A short workshop to demonstrate how to use linear modeling to identify changes in RNA binding from parallel "Total" and "RNA-bound" protein quantification.
Here, we assume the reader is aware of the basic principles of protein quantification using isobaric tags (in this case, TMT labeling). We further assume the reader is aware of the OOPS method used to obtain RNA-bound protein quantification (OOPS paper). Finally, the reader will benefit from prior understanding of the MsnSet
class.
The workshop takes the form of R markdown notebooks (See here) with worked examples and questions and tasks to prompt the reader to consider important aspects of the analysis. When working through the workshop by oneself, the answers to the questions and tasks can be found here.
The notebooks cover the following:
1_simple_example.Rmd Working up from an example of modeling the abundance of a single protein in a control vs treatment experiment to modeling the change in RNA binding for a single protein in a control vs treatment experiment.
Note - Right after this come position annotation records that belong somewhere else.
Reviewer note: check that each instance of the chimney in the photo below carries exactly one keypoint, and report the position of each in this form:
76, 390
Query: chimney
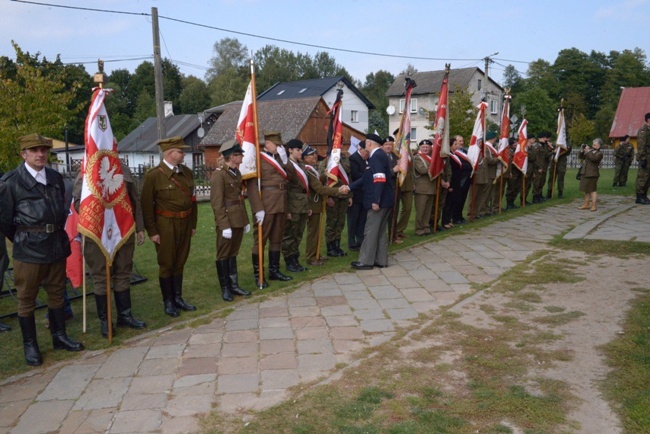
169, 110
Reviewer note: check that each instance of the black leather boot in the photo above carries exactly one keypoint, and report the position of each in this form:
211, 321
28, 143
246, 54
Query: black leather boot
30, 344
233, 275
337, 247
224, 281
124, 314
100, 302
177, 290
331, 250
256, 272
298, 264
60, 339
291, 264
167, 290
274, 267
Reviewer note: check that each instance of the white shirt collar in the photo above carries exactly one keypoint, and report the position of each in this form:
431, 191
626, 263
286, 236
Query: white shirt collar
38, 175
174, 168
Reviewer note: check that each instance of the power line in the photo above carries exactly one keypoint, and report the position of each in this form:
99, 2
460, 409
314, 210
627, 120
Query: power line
252, 35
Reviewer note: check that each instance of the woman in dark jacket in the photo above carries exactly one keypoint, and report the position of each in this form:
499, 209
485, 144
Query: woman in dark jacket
590, 173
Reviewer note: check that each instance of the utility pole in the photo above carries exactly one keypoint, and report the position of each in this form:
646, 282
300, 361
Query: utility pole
157, 67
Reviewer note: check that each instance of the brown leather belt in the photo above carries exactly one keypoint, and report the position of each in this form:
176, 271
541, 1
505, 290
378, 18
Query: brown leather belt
273, 187
48, 229
172, 214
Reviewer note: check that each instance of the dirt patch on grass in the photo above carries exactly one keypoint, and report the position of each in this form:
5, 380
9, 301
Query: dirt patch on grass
577, 318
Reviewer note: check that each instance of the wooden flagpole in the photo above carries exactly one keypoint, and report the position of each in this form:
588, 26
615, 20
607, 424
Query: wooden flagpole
258, 162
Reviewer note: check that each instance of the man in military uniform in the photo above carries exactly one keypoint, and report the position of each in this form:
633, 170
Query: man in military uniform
557, 170
230, 217
4, 263
404, 203
425, 188
356, 213
122, 261
317, 193
33, 217
623, 155
297, 208
642, 156
170, 216
336, 209
270, 209
485, 176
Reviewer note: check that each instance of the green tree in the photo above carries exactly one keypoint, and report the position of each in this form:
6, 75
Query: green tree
31, 103
194, 97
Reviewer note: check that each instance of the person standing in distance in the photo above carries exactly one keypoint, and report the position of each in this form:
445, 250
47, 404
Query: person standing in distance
33, 217
230, 218
378, 199
170, 216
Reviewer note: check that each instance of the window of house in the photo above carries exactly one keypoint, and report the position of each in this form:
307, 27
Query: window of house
494, 106
414, 105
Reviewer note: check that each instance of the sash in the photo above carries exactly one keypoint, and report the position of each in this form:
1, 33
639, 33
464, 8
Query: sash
302, 176
269, 159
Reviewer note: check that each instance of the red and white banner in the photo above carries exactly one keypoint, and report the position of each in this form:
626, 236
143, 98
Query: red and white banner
561, 144
520, 159
335, 171
245, 135
441, 138
503, 153
475, 149
105, 210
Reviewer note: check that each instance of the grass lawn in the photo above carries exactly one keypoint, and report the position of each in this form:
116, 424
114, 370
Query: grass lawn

2_identify_changes_in_RNA_binding.Rmd
Applying a linear model (using lm
) to each protein in a real data set to identify those with a signficant change in RNA binding
3_using_limma.Rmd
Applying a moderated linear model using limma
to shrink the observed biological variance toward the expected values from proteins with a similar abundance. Comparing the results obtained with lm
and limma
.
4_get_all_go_terms_h_sapiens.Rmd Expanding the set of annotated GO terms to the complete set of implictly annotated GO terms
5_Identify_over_rep_GO_terms.Rmd
Using the above expanded GO term annotations and goseq
to identify the GO terms over-represented in the proteins with a significant change in RNA binding. Using the topTreat
function from limma
to test an adjusted null hypothesis to additionally take into account the mimimum effect size which is deemed biologically relevant.